Artist Àsìkò explores Yoruba culture through mythology


Written by Lamide Akintobi, CNNLagos, Nigeria

Appreciating cultural heritage and utilizing it to think about a greater future: that is one of many targets of self-taught photographer and visible artist Ade Okelarin.

Professionally, he goes by the identify of “Àsìkò” — the phrase for “time” or “the second” in Yoruba, one of many languages in his dwelling nation of Nigeria. Drawing on elements of conventional Yoruba tradition has been an vital side of his inventive journey. By way of two latest collection titled “Guardians” and “Of Delusion and Legend,” he explores the iconography of Yoruba deities, or “Òrìshàs.”

In Yoruba historical past, the Òrìshàs had been sacred beings with divine powers, and the idea in them continues past West Africa, having been transmitted by slaves and their descendants within the Caribbean and South America, amongst different locations. However rising up in Nigeria within the Nineteen Eighties and Nineties, the place mainstream schooling round indigenous beliefs was not frequent, Okelarin says his journey as an artist has been about deconstructing earlier information.

“The work is about exploration and understanding the issues I used to be not taught at school,” Okelarin stated, “and creating an area for me to know heritage and creating one thing with legacy.”

His portraits and pictures of Òrìshàs mix conventional images with synthetic intelligence (AI), digital enhancing strategies and collaging, and are Okelarin’s means of drawing connections between varied international mythologies, by means of which, he says, we’re all linked in our deep-rooted tales.

Whereas researching the initiatives, he observed similarities between parts of Yoruba and Western mythology, such because the Yoruba deity Sango and Norse god Thor, each of whom are deities of thunder and lightning, and the Òrìshà Olokun, who represents the ocean, like her Greek counterpart Poseidon.

In this work, Okelarin reimagines Olokun, the Yoruba goddess of the oceans, seas and wealth.

On this work, Okelarin reimagines Olokun, the Yoruba goddess of the oceans, seas and wealth. Credit score: Àsìkò

The premise of his work, he says, is “trying again to look ahead” to know the place Africans are from as a society and assist carve a future “formed not by Westernization, however a grounding of cultural ideology and aesthetics.”

Okelarin moved to the UK in 1995 and says his analysis into his personal tradition modified his body of reference from that of a Western gaze to at least one that celebrates a “lovely completely different viewpoint” and helped him perceive his heritage.

“On the earth of accelerating globalization, you will need to preserve a way of id that informs higher societal buildings,” Okelarin stated. “Westernization isn’t the reply to development, however we want a mix of who we’re and what the world gives or we’ll lose what makes us ‘us.'” Creating and sharing these photographs utilizing fashionable expertise and strategies is one solution to present that “our tales matter” he provides.

Elevating consciousness

Regardless of having had an affinity for artwork and images for so long as he can keep in mind — rising up in Nigeria surrounded by African artwork his father collected — Okelarin studied chemistry and labored within the pharmaceutical trade as a knowledge architect, due partly, he says, to “Nigerian dad and mom who did not need (him) to be a ravenous artist.” However a shift in mindset over time prompted him to focus full-time on images by 2015.

Elevating consciousness about socio-political points that have an effect on his group and society is one other of his roles as an artist, says Okelarin.
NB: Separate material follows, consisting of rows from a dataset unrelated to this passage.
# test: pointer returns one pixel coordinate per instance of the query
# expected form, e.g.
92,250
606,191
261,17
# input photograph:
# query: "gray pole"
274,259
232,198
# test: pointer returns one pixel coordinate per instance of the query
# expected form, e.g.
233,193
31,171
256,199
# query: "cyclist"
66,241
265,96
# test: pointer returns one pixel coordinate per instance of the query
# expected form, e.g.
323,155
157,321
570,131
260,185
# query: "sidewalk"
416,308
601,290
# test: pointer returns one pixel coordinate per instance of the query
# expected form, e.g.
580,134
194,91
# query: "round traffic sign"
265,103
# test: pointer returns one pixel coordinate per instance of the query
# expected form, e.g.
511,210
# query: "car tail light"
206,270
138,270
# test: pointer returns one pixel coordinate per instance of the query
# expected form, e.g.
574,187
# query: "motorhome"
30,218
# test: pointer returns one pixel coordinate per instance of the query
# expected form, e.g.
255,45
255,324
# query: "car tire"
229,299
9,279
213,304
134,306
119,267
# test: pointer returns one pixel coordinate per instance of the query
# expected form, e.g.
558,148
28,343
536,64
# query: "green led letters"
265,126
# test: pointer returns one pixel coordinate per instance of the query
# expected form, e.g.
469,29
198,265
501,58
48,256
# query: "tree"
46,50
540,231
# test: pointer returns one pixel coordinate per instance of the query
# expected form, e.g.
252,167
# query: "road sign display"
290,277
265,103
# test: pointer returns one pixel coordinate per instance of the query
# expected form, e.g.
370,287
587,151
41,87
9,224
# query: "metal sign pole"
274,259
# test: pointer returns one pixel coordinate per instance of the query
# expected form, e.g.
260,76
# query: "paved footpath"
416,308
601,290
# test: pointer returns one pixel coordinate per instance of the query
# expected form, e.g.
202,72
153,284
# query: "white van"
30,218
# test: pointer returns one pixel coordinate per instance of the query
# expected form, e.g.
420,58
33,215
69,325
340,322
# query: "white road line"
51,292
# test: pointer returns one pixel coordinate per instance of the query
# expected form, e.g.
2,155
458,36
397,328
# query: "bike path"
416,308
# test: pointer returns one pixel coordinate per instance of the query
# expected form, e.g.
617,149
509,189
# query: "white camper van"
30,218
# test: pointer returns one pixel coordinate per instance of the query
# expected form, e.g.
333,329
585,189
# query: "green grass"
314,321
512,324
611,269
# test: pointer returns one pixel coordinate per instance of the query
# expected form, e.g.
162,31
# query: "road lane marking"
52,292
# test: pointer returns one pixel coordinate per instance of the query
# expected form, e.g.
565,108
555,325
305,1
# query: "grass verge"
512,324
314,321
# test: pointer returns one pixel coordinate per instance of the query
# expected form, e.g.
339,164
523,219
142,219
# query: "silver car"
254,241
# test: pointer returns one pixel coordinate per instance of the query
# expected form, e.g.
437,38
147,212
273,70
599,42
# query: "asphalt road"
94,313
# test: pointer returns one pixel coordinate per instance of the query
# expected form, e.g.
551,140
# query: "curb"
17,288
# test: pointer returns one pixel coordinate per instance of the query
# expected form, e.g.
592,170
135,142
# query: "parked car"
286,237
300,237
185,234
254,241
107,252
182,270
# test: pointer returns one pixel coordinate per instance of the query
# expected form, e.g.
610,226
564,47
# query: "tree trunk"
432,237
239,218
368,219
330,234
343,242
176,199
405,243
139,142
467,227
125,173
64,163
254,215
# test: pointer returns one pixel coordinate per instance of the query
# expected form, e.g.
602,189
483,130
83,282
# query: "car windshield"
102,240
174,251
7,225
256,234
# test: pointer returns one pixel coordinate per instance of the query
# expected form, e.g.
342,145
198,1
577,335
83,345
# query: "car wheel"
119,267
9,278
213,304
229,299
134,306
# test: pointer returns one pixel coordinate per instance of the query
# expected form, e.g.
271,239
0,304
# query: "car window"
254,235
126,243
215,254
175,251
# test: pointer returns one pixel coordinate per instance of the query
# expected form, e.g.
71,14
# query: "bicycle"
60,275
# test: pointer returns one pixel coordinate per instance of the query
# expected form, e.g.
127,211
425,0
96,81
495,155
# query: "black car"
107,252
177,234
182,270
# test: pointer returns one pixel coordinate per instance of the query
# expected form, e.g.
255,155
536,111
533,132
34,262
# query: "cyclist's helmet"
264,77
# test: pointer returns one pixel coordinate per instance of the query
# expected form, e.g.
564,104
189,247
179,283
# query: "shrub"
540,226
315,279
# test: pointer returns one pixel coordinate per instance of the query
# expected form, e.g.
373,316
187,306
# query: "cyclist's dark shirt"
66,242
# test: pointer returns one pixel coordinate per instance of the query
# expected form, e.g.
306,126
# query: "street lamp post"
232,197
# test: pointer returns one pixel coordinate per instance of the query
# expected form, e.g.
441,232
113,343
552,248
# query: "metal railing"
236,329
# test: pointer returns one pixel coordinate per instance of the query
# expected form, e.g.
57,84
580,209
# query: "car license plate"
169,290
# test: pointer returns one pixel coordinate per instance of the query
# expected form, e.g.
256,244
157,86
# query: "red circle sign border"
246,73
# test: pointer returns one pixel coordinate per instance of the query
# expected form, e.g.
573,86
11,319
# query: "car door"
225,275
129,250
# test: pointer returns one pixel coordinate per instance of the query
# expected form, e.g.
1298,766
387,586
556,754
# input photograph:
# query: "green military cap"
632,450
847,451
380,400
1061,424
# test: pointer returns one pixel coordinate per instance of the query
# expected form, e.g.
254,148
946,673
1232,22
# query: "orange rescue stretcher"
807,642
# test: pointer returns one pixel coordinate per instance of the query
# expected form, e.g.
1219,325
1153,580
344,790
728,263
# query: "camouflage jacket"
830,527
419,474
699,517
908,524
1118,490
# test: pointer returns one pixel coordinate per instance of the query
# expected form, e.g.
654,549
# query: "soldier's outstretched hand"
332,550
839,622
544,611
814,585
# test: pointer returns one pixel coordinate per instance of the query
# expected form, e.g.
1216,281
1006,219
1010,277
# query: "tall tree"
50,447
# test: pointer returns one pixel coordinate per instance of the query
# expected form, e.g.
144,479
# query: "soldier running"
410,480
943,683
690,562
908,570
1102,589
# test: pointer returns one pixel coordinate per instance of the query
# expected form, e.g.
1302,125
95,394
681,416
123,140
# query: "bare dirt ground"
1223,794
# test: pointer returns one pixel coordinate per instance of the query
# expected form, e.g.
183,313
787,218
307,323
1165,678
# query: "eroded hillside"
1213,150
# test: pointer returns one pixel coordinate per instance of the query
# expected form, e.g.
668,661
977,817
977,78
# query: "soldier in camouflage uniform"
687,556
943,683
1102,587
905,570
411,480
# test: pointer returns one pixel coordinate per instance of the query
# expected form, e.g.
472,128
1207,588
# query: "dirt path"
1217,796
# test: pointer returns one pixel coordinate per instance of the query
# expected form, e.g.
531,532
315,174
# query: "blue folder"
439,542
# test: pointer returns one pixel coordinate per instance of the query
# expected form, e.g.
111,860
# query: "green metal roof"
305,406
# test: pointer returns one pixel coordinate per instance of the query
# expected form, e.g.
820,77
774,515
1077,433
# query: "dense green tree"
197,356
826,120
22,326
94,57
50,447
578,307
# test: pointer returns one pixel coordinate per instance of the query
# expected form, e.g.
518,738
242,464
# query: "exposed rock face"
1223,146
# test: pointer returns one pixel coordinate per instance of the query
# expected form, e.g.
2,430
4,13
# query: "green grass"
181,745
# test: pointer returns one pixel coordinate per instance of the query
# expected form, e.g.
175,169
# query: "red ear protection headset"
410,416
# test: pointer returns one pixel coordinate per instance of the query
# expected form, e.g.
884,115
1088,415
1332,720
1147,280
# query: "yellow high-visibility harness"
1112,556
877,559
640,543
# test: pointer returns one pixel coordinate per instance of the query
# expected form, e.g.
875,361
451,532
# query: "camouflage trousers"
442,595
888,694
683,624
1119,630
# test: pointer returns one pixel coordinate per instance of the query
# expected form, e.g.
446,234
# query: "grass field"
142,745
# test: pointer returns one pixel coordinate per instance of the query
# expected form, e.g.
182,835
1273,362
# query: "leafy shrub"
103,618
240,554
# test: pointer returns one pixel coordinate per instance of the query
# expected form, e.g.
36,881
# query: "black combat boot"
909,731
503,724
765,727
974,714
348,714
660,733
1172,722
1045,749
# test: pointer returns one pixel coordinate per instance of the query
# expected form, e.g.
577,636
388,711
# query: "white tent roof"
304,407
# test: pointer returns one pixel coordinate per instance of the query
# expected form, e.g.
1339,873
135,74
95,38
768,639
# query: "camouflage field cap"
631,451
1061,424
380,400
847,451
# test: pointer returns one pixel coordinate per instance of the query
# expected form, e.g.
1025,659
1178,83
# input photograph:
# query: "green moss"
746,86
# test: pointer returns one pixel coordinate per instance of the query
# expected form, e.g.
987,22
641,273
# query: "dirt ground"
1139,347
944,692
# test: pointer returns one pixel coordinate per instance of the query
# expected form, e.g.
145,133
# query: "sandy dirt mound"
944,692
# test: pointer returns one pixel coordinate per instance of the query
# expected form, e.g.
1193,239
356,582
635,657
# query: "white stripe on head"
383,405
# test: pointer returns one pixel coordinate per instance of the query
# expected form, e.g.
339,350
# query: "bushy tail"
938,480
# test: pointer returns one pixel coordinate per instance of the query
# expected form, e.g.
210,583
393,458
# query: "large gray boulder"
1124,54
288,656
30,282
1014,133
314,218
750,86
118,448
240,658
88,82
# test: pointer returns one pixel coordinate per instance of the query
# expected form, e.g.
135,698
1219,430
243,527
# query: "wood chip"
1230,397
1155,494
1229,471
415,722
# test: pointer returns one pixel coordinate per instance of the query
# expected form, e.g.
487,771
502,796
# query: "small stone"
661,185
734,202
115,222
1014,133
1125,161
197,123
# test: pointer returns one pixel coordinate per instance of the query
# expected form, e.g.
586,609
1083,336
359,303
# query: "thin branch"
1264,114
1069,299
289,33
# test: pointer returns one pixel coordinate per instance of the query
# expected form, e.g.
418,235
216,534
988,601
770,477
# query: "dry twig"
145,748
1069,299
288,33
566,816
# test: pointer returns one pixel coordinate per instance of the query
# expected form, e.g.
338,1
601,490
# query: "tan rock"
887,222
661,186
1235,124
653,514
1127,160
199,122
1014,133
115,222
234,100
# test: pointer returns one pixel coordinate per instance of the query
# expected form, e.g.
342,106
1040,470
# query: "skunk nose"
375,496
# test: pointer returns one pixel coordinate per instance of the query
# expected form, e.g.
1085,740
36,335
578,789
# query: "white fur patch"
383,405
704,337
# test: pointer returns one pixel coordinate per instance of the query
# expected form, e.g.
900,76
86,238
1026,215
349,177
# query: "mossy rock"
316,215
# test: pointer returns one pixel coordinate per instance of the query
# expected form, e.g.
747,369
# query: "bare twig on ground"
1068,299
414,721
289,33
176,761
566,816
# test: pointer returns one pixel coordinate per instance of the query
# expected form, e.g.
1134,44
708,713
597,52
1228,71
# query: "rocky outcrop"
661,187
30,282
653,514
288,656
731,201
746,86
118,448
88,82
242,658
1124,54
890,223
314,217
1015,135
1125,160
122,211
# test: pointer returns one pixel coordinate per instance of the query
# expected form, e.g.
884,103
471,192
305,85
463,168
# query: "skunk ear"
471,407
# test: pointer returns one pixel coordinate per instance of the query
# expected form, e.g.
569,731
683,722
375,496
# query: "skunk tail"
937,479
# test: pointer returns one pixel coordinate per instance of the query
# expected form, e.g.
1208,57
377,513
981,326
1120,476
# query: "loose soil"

He says his journey, tradition and experiences as a Yoruba man dwelling within the UK are the lifeblood of his work, which has coated subjects together with feminine genital mutilation, masculinity, mysticism, id, and race.

His mythological imagery, in addition to different initiatives, such because the 2020 collection “She is Adorned,” make the most of the idea of layering, with topics actually adorned in layers of African beads and jewellery. Okelarin additionally makes use of digital rendering, layering the images with elements of his cultural heritage, comparable to material and textures. This mixing of various processes — standard images with AI — has “opened robust imaginative prospects” for him.

"She is Embraced by the Sun."

“She is Embraced by the Solar.” Credit score: Àsìkò

A few of these new prospects embrace portray and sculptural work, he says. In 2022, he created a globe art work for the World Re-imagined undertaking, a British artwork historical past schooling undertaking across the transatlantic slave commerce by which over 100 globes had been positioned throughout the UK.

His work has exhibited within the UK, Nigeria and the US, and he not too long ago launched his first set of NFTs with the Bridge gallery, a tremendous artwork NFT images gallery.

With work that reaches into the previous, and which is ever evolving, Okelarin says he continues to open himself as much as the journey to permit for experimentation and progress.

“As I’ve grown older, I’ve discovered the tradition I come from has a magnificence and a resonance to it,” he stated. “Residing within the diaspora, now greater than ever, my cultural heritage is an enormous a part of my id and who I’m. It’s a energy.”